ABIOJAM
Abiojam
Abiojam is a transparent, stella vessel that stands as a temporary arrangement of deep time and living matter. Its body contains sand, pebbles, and stones whose components predate the formation of the Earth’s crust, alongside water and floating seaweed that continue to metabolize within the same enclosed space. The work does not illustrate a figure filled with ancient materials; rather, it presents a silhouette as a momentary configuration — a vertical stratigraphic column in which abiotic and biotic elements are held in acausal proximity.
The form is deliberately ambiguous. Its columnar structure and softened transitions require a moment of perceptual hesitation before any anthropomorphic reading emerges. In this hesitation lies the central proposition: that what we call a self or a body is not a privileged organizing principle but a transient outcome of materials and processes that vastly predate and will outlast it. The seaweed photosynthesizes while suspended in water that may be billions of years old in its molecular structure; the stones continue their slow sedimentation.
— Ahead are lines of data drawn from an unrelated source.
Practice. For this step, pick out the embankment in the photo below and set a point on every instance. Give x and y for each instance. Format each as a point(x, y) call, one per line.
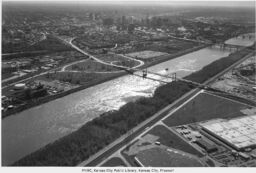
point(40, 101)
point(98, 133)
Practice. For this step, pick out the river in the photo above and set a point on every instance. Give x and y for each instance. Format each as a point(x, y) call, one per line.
point(32, 129)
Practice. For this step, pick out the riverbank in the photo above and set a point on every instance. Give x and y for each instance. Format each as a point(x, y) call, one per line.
point(75, 147)
point(40, 101)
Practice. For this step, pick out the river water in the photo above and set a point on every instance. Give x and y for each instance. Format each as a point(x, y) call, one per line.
point(32, 129)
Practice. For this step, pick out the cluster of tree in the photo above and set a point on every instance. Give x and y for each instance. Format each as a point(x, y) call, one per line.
point(96, 134)
point(217, 66)
point(50, 44)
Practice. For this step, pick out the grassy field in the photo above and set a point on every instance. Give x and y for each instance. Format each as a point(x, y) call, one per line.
point(204, 107)
point(168, 138)
point(91, 66)
point(146, 54)
point(113, 162)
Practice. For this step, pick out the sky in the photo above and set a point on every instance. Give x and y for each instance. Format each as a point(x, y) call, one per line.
point(227, 3)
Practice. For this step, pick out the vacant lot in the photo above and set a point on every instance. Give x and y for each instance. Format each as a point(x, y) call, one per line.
point(91, 66)
point(113, 162)
point(204, 107)
point(168, 138)
point(146, 54)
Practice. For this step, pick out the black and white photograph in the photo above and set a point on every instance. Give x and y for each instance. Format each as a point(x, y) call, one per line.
point(128, 85)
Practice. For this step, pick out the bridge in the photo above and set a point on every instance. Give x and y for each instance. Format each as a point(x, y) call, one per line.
point(136, 71)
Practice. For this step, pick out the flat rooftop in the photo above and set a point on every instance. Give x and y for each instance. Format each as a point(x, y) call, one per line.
point(239, 132)
point(162, 157)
Neither requires viewers' recognition to persist.
Abiojam refuses the container-contained hierarchy that other structures and representations desire. Here, the figure does not master or contain its contents. It is instead the provisional shape that these older agencies have temporarily assumed. The work proposes that any sense of interiority or selfhood arising within this arrangement is not the cause but the fleeting side-effect of an acausal brushing and jamming of eternal elements.
By rendering a recognizable and uncertain outline, Abiojam invites the viewer to experience their own presence as similarly conditional — a local, temporary coherence within a field of far older and more enduring matter.